Background: It is now acknowledged that coronary artery calcium (CAC) is both positively associated with cardiovascular risk factors and predictive of coronary events. This suggests studying CAC progression and its relation to risk factors. Present data of the Heinz Nixdorf Recall Study allow to investigate this topic in a large (n=4487) population-based cohort.

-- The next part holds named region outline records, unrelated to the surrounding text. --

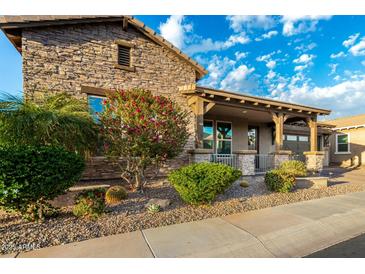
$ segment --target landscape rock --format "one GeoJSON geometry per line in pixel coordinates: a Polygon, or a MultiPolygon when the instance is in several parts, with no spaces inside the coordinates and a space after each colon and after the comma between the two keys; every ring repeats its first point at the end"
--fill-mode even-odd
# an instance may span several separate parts
{"type": "Polygon", "coordinates": [[[171,201],[170,199],[150,199],[147,204],[145,205],[145,207],[149,207],[150,205],[159,205],[160,208],[165,209],[166,207],[168,207],[170,205],[171,201]]]}

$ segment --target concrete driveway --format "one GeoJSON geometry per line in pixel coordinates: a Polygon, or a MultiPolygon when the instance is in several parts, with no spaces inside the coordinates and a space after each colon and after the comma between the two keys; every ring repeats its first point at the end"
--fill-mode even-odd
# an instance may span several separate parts
{"type": "Polygon", "coordinates": [[[364,232],[365,192],[358,192],[10,256],[304,257],[364,232]]]}

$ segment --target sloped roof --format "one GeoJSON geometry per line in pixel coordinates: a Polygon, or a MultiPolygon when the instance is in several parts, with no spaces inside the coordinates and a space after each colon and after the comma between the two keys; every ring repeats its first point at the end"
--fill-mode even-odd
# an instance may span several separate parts
{"type": "Polygon", "coordinates": [[[188,62],[197,72],[197,78],[202,78],[207,71],[198,62],[183,53],[165,38],[158,35],[154,30],[147,27],[143,22],[133,16],[106,16],[106,15],[26,15],[26,16],[0,16],[0,28],[13,43],[19,52],[21,52],[21,29],[29,27],[55,26],[66,24],[92,23],[92,22],[113,22],[127,20],[135,26],[144,35],[155,41],[159,45],[171,50],[179,58],[188,62]]]}
{"type": "Polygon", "coordinates": [[[336,128],[365,125],[365,114],[341,117],[333,120],[323,121],[323,123],[333,125],[336,128]]]}

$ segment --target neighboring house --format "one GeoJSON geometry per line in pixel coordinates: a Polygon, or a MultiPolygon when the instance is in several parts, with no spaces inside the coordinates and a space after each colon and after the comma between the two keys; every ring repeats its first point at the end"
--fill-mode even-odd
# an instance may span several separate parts
{"type": "MultiPolygon", "coordinates": [[[[0,27],[22,54],[26,98],[68,92],[95,112],[106,90],[144,88],[191,110],[190,160],[225,162],[244,174],[290,154],[313,169],[323,165],[331,131],[317,117],[329,110],[196,86],[207,71],[133,17],[5,16],[0,27]]],[[[90,177],[110,173],[92,169],[90,177]]]]}
{"type": "Polygon", "coordinates": [[[325,122],[332,126],[330,162],[341,166],[365,165],[365,114],[325,122]]]}

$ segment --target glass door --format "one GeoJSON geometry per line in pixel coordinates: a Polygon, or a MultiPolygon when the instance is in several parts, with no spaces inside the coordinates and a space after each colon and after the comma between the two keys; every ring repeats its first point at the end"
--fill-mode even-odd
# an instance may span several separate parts
{"type": "Polygon", "coordinates": [[[232,154],[232,124],[217,122],[217,154],[232,154]]]}

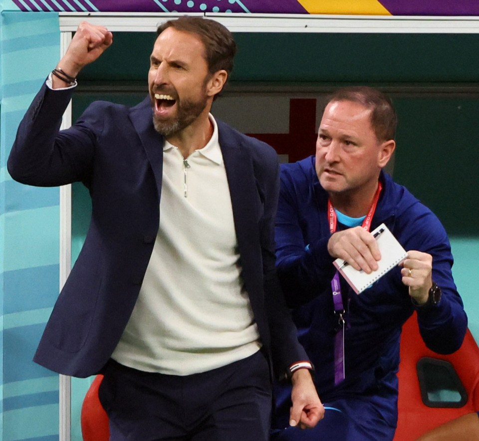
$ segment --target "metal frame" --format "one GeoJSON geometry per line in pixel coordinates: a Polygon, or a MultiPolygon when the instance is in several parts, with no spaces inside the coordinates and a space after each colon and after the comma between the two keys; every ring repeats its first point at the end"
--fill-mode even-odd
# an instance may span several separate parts
{"type": "MultiPolygon", "coordinates": [[[[72,33],[86,20],[112,31],[155,32],[178,13],[60,12],[60,57],[66,51],[72,33]]],[[[479,17],[326,15],[305,14],[232,14],[195,13],[220,21],[232,32],[329,32],[350,33],[479,33],[479,17]]],[[[62,129],[71,125],[71,103],[63,116],[62,129]]],[[[71,264],[71,187],[60,189],[60,285],[62,287],[71,264]]],[[[71,439],[71,380],[60,376],[60,441],[71,439]]]]}

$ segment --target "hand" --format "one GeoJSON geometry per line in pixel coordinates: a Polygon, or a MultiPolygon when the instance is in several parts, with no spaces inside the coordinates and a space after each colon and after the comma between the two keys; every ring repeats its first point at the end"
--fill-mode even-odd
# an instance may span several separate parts
{"type": "Polygon", "coordinates": [[[333,257],[343,259],[355,269],[367,274],[378,269],[381,253],[373,235],[361,226],[334,233],[328,241],[328,251],[333,257]]]}
{"type": "Polygon", "coordinates": [[[94,61],[111,45],[113,38],[106,27],[82,21],[58,65],[68,75],[76,77],[82,68],[94,61]]]}
{"type": "Polygon", "coordinates": [[[408,251],[400,265],[402,281],[409,287],[409,295],[419,304],[425,303],[433,285],[433,256],[420,251],[408,251]]]}
{"type": "Polygon", "coordinates": [[[324,417],[324,407],[318,397],[311,374],[307,369],[298,369],[291,377],[293,403],[289,412],[289,425],[311,429],[324,417]]]}

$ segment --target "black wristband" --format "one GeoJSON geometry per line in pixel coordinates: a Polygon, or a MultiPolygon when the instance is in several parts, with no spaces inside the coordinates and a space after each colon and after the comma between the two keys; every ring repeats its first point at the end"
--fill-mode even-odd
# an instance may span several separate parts
{"type": "Polygon", "coordinates": [[[73,77],[67,75],[59,67],[54,69],[51,71],[51,73],[57,78],[59,78],[62,81],[64,81],[70,86],[74,86],[76,84],[76,78],[74,78],[73,77]]]}

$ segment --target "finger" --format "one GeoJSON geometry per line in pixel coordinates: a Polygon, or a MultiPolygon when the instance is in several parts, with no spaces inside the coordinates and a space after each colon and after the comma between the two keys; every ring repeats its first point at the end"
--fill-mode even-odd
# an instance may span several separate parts
{"type": "Polygon", "coordinates": [[[298,423],[301,421],[301,409],[296,409],[293,404],[289,410],[289,425],[291,427],[297,426],[298,423]]]}
{"type": "Polygon", "coordinates": [[[302,413],[300,424],[303,426],[303,429],[310,429],[314,427],[324,418],[324,407],[313,408],[302,413]]]}

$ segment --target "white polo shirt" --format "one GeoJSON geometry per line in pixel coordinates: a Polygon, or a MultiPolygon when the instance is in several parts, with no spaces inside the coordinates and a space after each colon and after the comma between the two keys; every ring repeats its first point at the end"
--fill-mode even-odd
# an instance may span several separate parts
{"type": "Polygon", "coordinates": [[[208,144],[184,160],[165,142],[160,227],[138,299],[112,358],[148,372],[188,375],[260,347],[213,116],[208,144]]]}

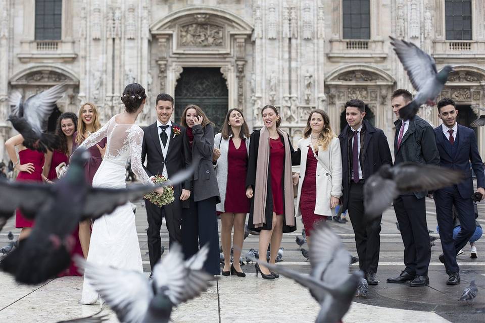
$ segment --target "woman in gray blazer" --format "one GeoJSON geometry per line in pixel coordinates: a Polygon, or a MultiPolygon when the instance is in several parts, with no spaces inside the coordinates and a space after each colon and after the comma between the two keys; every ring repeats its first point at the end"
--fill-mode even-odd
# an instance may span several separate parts
{"type": "Polygon", "coordinates": [[[249,129],[243,112],[232,109],[227,112],[222,130],[214,138],[212,160],[221,201],[216,206],[221,214],[221,244],[224,253],[222,275],[245,277],[239,259],[244,240],[244,224],[249,212],[250,200],[246,195],[249,129]],[[230,263],[231,232],[234,228],[234,261],[230,263]]]}
{"type": "Polygon", "coordinates": [[[198,163],[193,174],[189,207],[182,215],[182,248],[185,258],[195,254],[208,243],[209,254],[204,269],[219,275],[219,229],[216,204],[220,201],[216,172],[212,165],[213,124],[200,107],[185,107],[180,124],[185,127],[192,152],[192,160],[198,163]]]}

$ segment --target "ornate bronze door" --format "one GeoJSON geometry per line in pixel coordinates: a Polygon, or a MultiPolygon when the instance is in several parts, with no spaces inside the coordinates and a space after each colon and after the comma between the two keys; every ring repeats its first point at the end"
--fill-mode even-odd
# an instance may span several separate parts
{"type": "Polygon", "coordinates": [[[180,122],[188,104],[199,105],[220,131],[227,113],[228,94],[220,68],[184,67],[175,87],[175,121],[180,122]]]}

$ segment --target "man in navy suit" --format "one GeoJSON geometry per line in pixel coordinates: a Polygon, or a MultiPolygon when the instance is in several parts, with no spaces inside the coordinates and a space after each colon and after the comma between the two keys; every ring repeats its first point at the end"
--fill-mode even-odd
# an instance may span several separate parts
{"type": "MultiPolygon", "coordinates": [[[[485,196],[483,165],[478,153],[474,132],[456,122],[458,111],[452,99],[443,98],[438,102],[438,117],[443,124],[434,129],[436,144],[440,152],[440,165],[452,170],[460,170],[465,179],[457,185],[434,191],[437,219],[440,227],[440,239],[443,253],[440,260],[445,264],[449,277],[447,285],[460,284],[460,268],[456,254],[468,242],[475,232],[475,212],[471,196],[473,182],[470,163],[476,174],[477,192],[485,196]],[[452,206],[458,211],[461,230],[453,240],[453,217],[452,206]]],[[[482,198],[483,199],[483,197],[482,198]]]]}

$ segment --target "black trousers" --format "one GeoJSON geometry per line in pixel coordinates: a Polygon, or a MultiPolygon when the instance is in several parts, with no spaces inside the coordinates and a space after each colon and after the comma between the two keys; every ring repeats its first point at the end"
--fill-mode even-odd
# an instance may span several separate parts
{"type": "Polygon", "coordinates": [[[380,221],[382,214],[374,219],[366,216],[364,210],[364,183],[352,182],[349,187],[347,210],[355,235],[359,255],[359,268],[364,273],[377,272],[380,248],[380,221]]]}
{"type": "Polygon", "coordinates": [[[174,192],[175,199],[173,202],[162,207],[145,200],[147,218],[148,220],[148,230],[147,230],[148,253],[150,257],[150,267],[152,270],[161,256],[160,228],[164,217],[165,218],[165,225],[168,230],[170,244],[171,245],[175,242],[182,243],[182,231],[180,229],[182,204],[179,191],[179,189],[175,189],[174,192]]]}
{"type": "Polygon", "coordinates": [[[456,262],[456,254],[467,244],[475,232],[475,209],[470,197],[463,198],[456,185],[434,192],[436,217],[440,228],[440,239],[443,249],[445,262],[449,275],[460,271],[456,262]],[[455,205],[460,220],[461,230],[453,239],[453,216],[452,205],[455,205]]]}
{"type": "Polygon", "coordinates": [[[191,196],[190,207],[183,209],[182,217],[182,249],[185,258],[188,259],[208,243],[209,253],[204,268],[211,275],[221,273],[216,201],[214,197],[195,202],[191,196]]]}
{"type": "Polygon", "coordinates": [[[405,270],[410,275],[427,275],[431,246],[424,198],[400,195],[394,200],[394,211],[404,244],[405,270]]]}

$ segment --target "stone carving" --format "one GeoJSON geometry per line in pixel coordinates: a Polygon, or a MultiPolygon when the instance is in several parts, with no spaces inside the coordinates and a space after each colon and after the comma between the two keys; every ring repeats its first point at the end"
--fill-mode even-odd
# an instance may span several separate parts
{"type": "Polygon", "coordinates": [[[359,99],[365,101],[367,98],[367,89],[365,87],[353,87],[349,89],[348,97],[351,99],[359,99]]]}
{"type": "Polygon", "coordinates": [[[289,34],[292,38],[298,38],[298,13],[297,7],[292,6],[289,13],[289,34]]]}
{"type": "Polygon", "coordinates": [[[92,4],[92,13],[89,19],[89,25],[91,25],[91,35],[92,39],[101,39],[101,31],[103,30],[101,28],[101,8],[100,8],[99,2],[97,0],[92,4]]]}
{"type": "Polygon", "coordinates": [[[411,0],[411,17],[409,20],[409,37],[419,37],[419,14],[417,0],[411,0]]]}
{"type": "Polygon", "coordinates": [[[253,9],[253,16],[254,17],[254,31],[253,32],[252,39],[263,38],[263,20],[261,18],[261,7],[256,6],[253,9]]]}
{"type": "Polygon", "coordinates": [[[224,27],[212,24],[190,24],[179,28],[179,44],[187,47],[222,47],[224,27]]]}
{"type": "Polygon", "coordinates": [[[311,39],[313,38],[313,19],[312,7],[310,2],[305,3],[303,7],[303,39],[311,39]]]}
{"type": "Polygon", "coordinates": [[[134,39],[136,33],[136,21],[135,17],[135,6],[131,4],[126,13],[126,24],[125,31],[127,39],[134,39]]]}
{"type": "Polygon", "coordinates": [[[125,73],[125,80],[126,81],[127,84],[130,84],[132,83],[135,83],[136,79],[135,78],[135,75],[133,73],[133,70],[131,68],[128,69],[128,71],[125,73]]]}
{"type": "Polygon", "coordinates": [[[451,93],[451,98],[457,101],[469,101],[471,99],[469,89],[454,90],[451,93]]]}
{"type": "Polygon", "coordinates": [[[370,82],[376,80],[377,77],[365,71],[351,71],[339,75],[338,79],[347,82],[370,82]]]}
{"type": "Polygon", "coordinates": [[[307,70],[307,74],[305,75],[305,101],[307,104],[310,104],[312,99],[312,88],[313,85],[313,75],[307,70]]]}
{"type": "Polygon", "coordinates": [[[317,19],[317,38],[323,39],[325,38],[325,11],[323,6],[318,7],[317,19]]]}
{"type": "Polygon", "coordinates": [[[449,82],[479,82],[480,78],[475,73],[467,71],[452,72],[448,76],[449,82]]]}
{"type": "Polygon", "coordinates": [[[275,7],[274,2],[271,2],[269,4],[268,13],[268,26],[267,27],[267,32],[268,33],[268,39],[276,39],[277,37],[277,22],[276,21],[276,8],[275,7]]]}
{"type": "Polygon", "coordinates": [[[278,82],[276,73],[274,71],[269,75],[269,101],[272,104],[274,104],[275,96],[276,95],[276,83],[278,82]]]}
{"type": "Polygon", "coordinates": [[[289,8],[285,6],[283,7],[282,28],[283,38],[289,38],[289,8]]]}

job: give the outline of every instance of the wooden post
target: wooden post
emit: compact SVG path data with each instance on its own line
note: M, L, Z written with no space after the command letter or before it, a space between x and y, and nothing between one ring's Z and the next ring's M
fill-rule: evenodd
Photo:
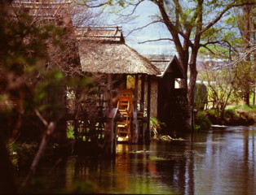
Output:
M144 101L145 101L145 75L141 76L141 98L140 98L140 110L144 112Z
M150 101L151 100L151 76L148 76L148 107L147 107L147 130L145 132L145 143L150 144Z
M138 85L139 77L135 75L135 96L134 96L134 111L133 111L133 121L132 121L132 133L131 133L131 143L137 144L139 137L138 131Z
M104 155L106 158L109 158L113 156L113 119L111 117L112 115L112 76L111 75L108 75L107 80L107 98L108 102L108 107L107 108L105 117L107 118L106 126L105 126L105 146L104 146Z
M145 75L141 76L141 91L140 91L140 102L139 102L139 112L140 112L140 120L139 124L139 143L143 144L144 141L144 121L143 121L143 113L144 113L144 101L145 101Z

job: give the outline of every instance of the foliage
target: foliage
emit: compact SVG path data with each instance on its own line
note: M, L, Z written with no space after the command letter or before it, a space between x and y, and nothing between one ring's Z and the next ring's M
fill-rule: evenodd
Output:
M197 112L195 118L195 129L196 130L210 130L211 122L208 116L203 112Z
M31 163L38 150L38 144L15 142L9 145L12 164L15 168L28 166Z
M104 1L105 3L109 1ZM129 17L134 15L136 8L145 1L129 1L126 4L121 3L121 9L127 6L134 6ZM168 40L175 46L181 67L183 67L186 78L182 80L182 87L188 89L187 76L190 73L188 86L188 102L194 103L194 89L197 76L196 59L200 50L205 48L210 53L214 53L215 46L227 46L230 48L228 41L223 35L229 31L227 28L227 24L223 21L230 11L234 7L241 7L245 4L254 4L254 1L237 2L228 1L149 1L158 8L158 14L152 15L153 20L139 27L137 30L147 28L152 24L163 24L170 32L170 37L149 40L149 41ZM118 4L119 0L111 1L112 4ZM135 31L135 30L133 30ZM227 55L228 51L226 52ZM189 72L188 72L189 71Z
M236 105L236 106L229 106L228 110L245 110L250 113L256 113L256 105L254 106L248 106L248 105Z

Methods: Two electron beam scans were performed roughly 5 years apart. The learning sample comprised 1600 participants (age at baseline 45-75, 54.4% women) without coronary heart disease. Clinically meaningful classes of CAC (0-9;10-99;100-399;400-999;>=1000) are used to determine rates of progression. We further studied the association of progression with cardiovascular risk factors applying linear regression to log(Q)=5*(log(CAC(t1)+1)-log(CAC(t0)+1))/(t1-t0). Here t0 stands for baseline and t1 for follow-up examination date, and (t1-t0) is given in years. Q is the 5-year factor of progression in CAC+1. As an example for progression modelling, we investigate the effect of baseline smoking behavior.

Results: CAC progressed by one or more classes in 26.7%. Regression (mostly from 2nd to 1st class) was present in 2.6%. Median (Q1;Q3) 5-year progression was by a factor Q of 1.41 (1.00;2.59). The distribution of log(Q) was fairly symmetric and unimodal without long tails. In crude, age- and sex-adjusted, and in Framingham-risk-factor-adjusted analyses, 5-year progression was increased in baseline smokers [former smokers] vs. never smokers by

16.3% (95% CI 1.0%;33.9%; p=0.04) [5.7% (-6.2%,19.1%; p=0.36],

27.3% (10.2%;47.2%; p=0.001) [5.7% (-6.6%,19.6%; p=0.38],

28.1% (10.7%;48.1%; p=0.0009) [5.7% (-6.6%,19.7%; p=0.38], respectively. The models explained only a small fraction of the total log(Q)-variance, namely 0.3%, 3% and 4%.

Discussion: Progression to higher CAC classes in the study period was frequent, while regression was rare and may be mostly attributable to image noise. The proposed linear modelling of log(Q) yields reasonable associations between progression and risk factors. Further aspects of model building will be discussed.